トレモロ・ギターが印象的
6曲目の「UCLA」は少しクールダウンを図る導入部から、ギターを掻き鳴らす中間部へと展開していきます。
トレモロ・ヴィブラートを掛けた右チャンネルのギターが印象的。
徐々にヒート・アップしてゆく歌詞やサウンドのカタルシスを存分に感じたい一曲です。
満たされない毎日
鈍い息を吐くトラック
咳を鎮めるドロップ
灰色の空気も吸い込むしかないだろう
誰の彼がどうとか
アイツがウザいとか
割れた画面をスワイプ
撫でた指の先
満たされないけど
投げ出せそうもない
少しずつ何かを削るような毎日
だけど彼の声とか
ささやかな自由とか
わたしはわたしを抱きしめたいだけ
出典: UCLA/作詞:Masafumi Gotoh 作曲:Masafumi Gotoh
スマホの割れた画面を指でスワイプしながら、日々の不満や鬱憤を溜め込んでいく人々。
充足した人生を送れない悩みを抱えて生きてゆく毎日。
それでも彼氏のことを大切に想うなど、わずかに許された自由を自分のものとして生きるしかない。
自分を守るだけで精一杯な人々の姿がここにあります。
凍える夜を堪えたように
怒鳴るような太陽を避けたように
今はまだ雨宿り
急ぐほど重要な理由もない
呼び声が君に届くように
出会うべき人と出会うように
君はまだ雨宿り
耳だけは澄まして時を待つ
出典: UCLA/作詞:Masafumi Gotoh 作曲:Masafumi Gotoh
いまの人生はただの通り雨に当たっているだけなのだ。
だからいまは雨宿りして、しばらく天気の回復を待とう。
充足した生活や未来はきっとくるから安心して欲しいと歌います。
ここでも後藤正文の歌詞は愛にあふれているのです。
夜を楽しみたい「モータープール」
パワー・ポップの魅力全開!
7曲目の「モータープール」はアップ・テンポで一直線に進んでゆく楽曲。
あまりギミックに頼らないサウンドで、アルバム「ホームタウン」の中では素直な曲です。

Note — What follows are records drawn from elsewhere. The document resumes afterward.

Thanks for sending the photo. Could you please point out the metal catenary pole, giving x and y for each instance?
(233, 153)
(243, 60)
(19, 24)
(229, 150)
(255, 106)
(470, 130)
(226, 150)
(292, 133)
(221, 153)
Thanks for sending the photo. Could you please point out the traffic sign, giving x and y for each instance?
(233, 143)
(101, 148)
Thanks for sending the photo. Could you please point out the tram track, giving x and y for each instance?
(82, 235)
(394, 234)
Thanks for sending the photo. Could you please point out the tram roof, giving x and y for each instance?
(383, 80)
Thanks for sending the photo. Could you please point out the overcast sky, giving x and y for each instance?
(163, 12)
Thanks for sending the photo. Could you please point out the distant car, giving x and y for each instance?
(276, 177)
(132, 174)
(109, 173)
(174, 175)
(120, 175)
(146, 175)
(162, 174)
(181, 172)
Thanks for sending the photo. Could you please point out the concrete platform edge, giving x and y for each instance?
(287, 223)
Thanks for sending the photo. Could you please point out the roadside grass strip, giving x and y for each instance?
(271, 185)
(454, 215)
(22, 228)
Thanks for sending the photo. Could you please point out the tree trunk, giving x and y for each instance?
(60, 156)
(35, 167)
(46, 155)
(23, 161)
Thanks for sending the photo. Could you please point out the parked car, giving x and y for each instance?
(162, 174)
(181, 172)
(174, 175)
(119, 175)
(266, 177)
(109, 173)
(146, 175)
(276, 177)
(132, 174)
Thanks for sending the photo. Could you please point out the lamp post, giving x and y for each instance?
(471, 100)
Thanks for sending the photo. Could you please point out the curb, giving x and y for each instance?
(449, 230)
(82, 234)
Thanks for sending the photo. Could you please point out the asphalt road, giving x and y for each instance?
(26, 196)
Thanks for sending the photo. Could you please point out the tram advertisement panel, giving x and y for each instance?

夜に繰り出すときの高揚した気分をうまく伝える歌唱とサウンド。
サビのくだりなどは、これこそパワー・ポップといった雰囲気です。
多幸感を携えた色とりどりの風景
静まるモータープール
色のない車
街灯の明かり
オレンジの束
月夜の雲に
目を合わせて追えば
遠く旅客機が空をすり抜けて
流れる星を躱すんだ
どこまで行くんだろう
出典: モータープール/作詞:Masafumi Gotoh 作曲:Masafumi Gotoh
真夜中でありながら、夜はまだこれからという浮いた気分。
ASIAN KUNG-FU GENERATIONの歌詞には自動車がある風景が欠かせないのかなと思います。
「ホームタウン」でも自動車が効果的に使われていました。
自動車が持つこの世の果てのどこまでも連れて行ってくれるイメージが大切なのでしょう。
再びリヴァース・クオモとの共作「ダンシングガール」
ファズ・ギターのエッジ
8曲目「ダンシングガール」は再びWeezerのリヴァース・クオモとの共作です。
リヴァース・クオモと後藤正文のふたりでの合作。
ファズ・ギターがエッジ立っていてザクザクと気持ちいいです。
中間部でメタリックにひかるザクザクとしたファズ・ギターの刻みに痺れます。